The idea certainly didn’t first take hold during the revolutionary era. The first American patriots were not an especially unified bunch, and certainly not in the idea that the new nation should secede from Britain in order to create a Christian promised land. Indeed, there are 4,000 words in the Constitution and not one of them is god.
Instead, the idea that America is a Christian land was born in the early nineteenth century. Three ingredients helped create the idea.
First, there was a dramatic religious revival throughout the new nation, an event you’ll remember from high school as the Second Great Awakening. Interestingly, the Second Great Awakening occurred at least in part because the Founding Fathers who were evangelicals were denied from making the country a “Christian nation” in law. This denial opened the door for minority faiths, and the Methodists, Baptists, and variety of African American churches did just that, thus democratizing Christianity in the new country.
The second ingredient was the arrival of large numbers of Irish Catholics, those poor souls fleeing the Irish Potato Famine in the 1840s and 1850s. They were mostly unwelcome guests. Fearful of this impoverished bunch, many Protestants with longer standing American credentials declared that American democracy was only safe in the hands of a people with an unmitigated relationship with God. Catholics could not think on their own, and could not, therefore, be good Americans.
The third nineteenth century ingredient was stunning creation of America’s first truly national culture.

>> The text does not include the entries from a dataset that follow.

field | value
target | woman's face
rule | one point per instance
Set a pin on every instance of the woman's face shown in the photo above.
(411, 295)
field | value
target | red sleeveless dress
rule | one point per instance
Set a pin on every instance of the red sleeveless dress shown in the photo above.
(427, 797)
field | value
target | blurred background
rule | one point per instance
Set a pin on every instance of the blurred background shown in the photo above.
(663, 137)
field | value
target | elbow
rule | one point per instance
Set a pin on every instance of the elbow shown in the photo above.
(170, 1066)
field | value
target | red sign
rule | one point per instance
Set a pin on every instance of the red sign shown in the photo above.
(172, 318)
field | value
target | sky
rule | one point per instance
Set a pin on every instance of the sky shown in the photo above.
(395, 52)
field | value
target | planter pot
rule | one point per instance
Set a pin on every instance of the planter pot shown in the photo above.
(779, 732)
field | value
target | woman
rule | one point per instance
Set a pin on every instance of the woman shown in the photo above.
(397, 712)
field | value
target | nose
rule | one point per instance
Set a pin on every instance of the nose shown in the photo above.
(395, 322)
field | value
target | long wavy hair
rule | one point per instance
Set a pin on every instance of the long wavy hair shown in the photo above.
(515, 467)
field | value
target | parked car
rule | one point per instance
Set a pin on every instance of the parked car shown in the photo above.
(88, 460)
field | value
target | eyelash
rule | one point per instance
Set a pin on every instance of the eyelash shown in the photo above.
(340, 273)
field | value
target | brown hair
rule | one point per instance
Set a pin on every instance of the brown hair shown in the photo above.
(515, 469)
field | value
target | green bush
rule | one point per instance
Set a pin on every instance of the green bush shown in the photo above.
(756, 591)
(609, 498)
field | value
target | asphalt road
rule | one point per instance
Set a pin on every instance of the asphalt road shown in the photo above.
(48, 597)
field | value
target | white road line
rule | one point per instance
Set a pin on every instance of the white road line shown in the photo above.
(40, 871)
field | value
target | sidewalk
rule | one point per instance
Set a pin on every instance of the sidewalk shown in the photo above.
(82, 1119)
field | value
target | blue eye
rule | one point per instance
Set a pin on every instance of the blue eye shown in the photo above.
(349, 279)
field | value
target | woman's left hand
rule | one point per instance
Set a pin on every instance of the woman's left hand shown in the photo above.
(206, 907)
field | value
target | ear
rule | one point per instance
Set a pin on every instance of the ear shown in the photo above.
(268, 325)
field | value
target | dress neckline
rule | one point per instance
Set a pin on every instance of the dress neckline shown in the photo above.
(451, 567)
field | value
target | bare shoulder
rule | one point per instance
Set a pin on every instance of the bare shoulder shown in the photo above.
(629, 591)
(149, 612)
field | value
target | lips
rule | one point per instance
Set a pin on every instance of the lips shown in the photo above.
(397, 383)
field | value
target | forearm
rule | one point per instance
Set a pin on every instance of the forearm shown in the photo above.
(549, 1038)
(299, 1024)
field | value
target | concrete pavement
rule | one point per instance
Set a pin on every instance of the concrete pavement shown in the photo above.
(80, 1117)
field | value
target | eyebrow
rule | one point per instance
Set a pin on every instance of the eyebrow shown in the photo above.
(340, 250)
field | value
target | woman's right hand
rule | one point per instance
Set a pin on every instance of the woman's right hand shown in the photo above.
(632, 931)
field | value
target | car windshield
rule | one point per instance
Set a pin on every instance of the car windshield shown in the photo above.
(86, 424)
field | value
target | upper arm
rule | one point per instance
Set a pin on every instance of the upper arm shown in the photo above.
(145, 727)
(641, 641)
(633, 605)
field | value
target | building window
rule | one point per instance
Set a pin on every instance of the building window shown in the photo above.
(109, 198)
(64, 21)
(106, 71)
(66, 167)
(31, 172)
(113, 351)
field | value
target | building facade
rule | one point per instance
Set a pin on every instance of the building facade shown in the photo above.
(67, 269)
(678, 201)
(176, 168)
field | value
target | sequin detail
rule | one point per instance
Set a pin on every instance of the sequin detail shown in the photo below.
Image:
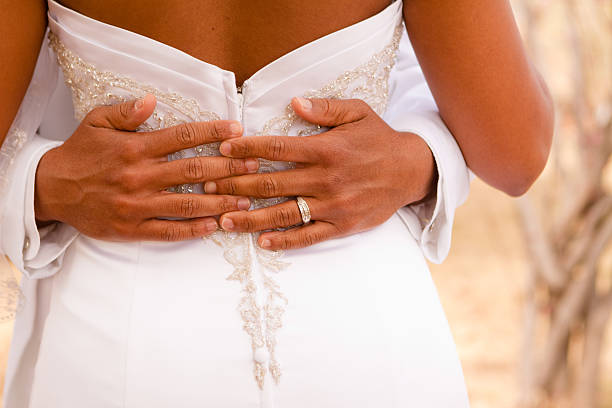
(92, 88)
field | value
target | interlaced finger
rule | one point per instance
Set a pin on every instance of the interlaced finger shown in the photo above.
(300, 237)
(170, 230)
(267, 185)
(186, 135)
(280, 215)
(193, 205)
(276, 148)
(199, 170)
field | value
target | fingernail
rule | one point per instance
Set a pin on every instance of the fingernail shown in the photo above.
(225, 149)
(252, 165)
(236, 129)
(211, 225)
(210, 187)
(227, 224)
(139, 104)
(244, 203)
(306, 104)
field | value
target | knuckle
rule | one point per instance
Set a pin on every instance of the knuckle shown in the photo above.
(194, 169)
(124, 110)
(126, 180)
(227, 186)
(216, 131)
(232, 166)
(267, 187)
(132, 149)
(170, 233)
(277, 147)
(123, 208)
(282, 217)
(333, 181)
(327, 107)
(186, 207)
(310, 238)
(250, 224)
(185, 134)
(227, 204)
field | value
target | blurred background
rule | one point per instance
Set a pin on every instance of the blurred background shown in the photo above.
(527, 287)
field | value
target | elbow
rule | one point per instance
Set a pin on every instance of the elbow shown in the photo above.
(532, 157)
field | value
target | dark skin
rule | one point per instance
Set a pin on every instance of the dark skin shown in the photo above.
(489, 95)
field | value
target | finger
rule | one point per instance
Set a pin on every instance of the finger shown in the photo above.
(330, 112)
(277, 148)
(191, 134)
(281, 215)
(166, 230)
(199, 170)
(123, 116)
(267, 185)
(193, 205)
(300, 237)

Public schools, first developed in this era, began each day with Bible readings from the King James (Protestant) bible. Sunday laws were put into place. American literature and culture reflected Protestant values. America’s civil religion became increasingly Protestant.
And so the idea of a Christian nation was born. To be a true
American was to be a Christian and, more so, a Protestant.
For more on this entire idea, check out the first four chapters of my Was America Founded as a Christian Nation: A Historical Introduction.
Whenever an author dates the Founding from 1787 and its “godless Constitution,” he's already stacked the deck.
America was already America by 1787. The Constitution is a political document after the fact, and as Dr. John Fea continually points out, religion was left to the states, many or most of which were already quite “Christian.”